Project proposal MSc in Computational Genetics and Bioinformatics 2001/2

Project III: Detecting coding regions using frequency decomposition - Testing the consensus codon hypothesis

It has been observed during spectral analysis of DNA sequences (using easy to implement transformation methods) that exons exhibit a distinctive spectral profile, that is, there is a marked peak in the spectrum at frequency 1/3, but little other noticeable structure. This phenomenon has been observed for a wide range of genomes, but is not readily detectable for short sequences. Naturally, if such a spectral pattern could always be associated with exons, but not be present elsewhere, then an elementary discrimination or gene prediction tool could be devised (in fact, such a tool is already available in some gene prediction packages). It has been proposed that this ubiquitous spectral pattern is observed for coding regions due to the presence of a consensus codon – the codon that formed the particular primitive genomic region - that has been conserved through evolutionary history, whereas in non-coding regions, the lack of conservation has corrupted the original consensus codon pattern. If this hypothesis is true, then the spectrum peak at 1/3 is not really indicative of any periodic behaviour, but merely corresponds to a significant non-uniformity in the codon distribution. This, however, is also interesting as it gives a possible alternate method for gene prediction.

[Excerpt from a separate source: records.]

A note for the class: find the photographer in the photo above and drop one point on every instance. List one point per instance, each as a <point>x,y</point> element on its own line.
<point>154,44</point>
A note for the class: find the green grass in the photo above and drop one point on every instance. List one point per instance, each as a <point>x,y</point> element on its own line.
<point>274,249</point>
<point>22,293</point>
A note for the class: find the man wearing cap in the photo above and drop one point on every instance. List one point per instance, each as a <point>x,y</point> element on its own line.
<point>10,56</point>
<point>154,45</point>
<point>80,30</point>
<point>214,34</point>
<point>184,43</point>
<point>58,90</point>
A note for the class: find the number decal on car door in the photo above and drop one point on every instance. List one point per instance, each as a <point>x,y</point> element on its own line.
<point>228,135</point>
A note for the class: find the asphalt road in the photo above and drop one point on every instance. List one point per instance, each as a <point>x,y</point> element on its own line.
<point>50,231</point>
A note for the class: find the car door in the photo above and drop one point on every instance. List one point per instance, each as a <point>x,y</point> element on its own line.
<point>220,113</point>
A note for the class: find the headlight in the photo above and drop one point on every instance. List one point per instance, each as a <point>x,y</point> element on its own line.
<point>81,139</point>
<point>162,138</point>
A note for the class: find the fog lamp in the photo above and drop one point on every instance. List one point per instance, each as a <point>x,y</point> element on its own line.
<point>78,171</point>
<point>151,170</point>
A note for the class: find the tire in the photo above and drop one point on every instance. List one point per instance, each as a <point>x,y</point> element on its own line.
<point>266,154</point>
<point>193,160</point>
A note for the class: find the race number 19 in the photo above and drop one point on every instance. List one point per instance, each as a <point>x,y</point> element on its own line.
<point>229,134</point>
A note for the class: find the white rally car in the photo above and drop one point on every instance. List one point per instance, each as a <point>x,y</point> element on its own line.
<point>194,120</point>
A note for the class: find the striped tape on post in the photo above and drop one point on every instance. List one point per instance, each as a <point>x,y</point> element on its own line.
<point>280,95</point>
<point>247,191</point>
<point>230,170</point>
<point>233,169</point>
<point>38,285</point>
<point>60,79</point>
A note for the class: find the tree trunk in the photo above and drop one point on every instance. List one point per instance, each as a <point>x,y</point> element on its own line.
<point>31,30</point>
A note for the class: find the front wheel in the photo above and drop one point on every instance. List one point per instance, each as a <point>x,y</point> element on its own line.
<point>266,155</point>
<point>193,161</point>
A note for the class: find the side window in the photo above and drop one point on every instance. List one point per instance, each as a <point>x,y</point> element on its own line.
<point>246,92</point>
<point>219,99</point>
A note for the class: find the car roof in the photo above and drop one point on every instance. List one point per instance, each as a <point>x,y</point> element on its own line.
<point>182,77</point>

This project will investigate the spectral phenomenon and the consensus codon hypothesis with a goal of producing an effective gene prediction mechanism. It will involve extracting test sequences from genome databases, implementing the spectral analysis methods described above, investigating other related analysis methods and testing the consensus codon hypothesis.

Classical testing procedures (based on and calibrated by re-sampling methods) will be used.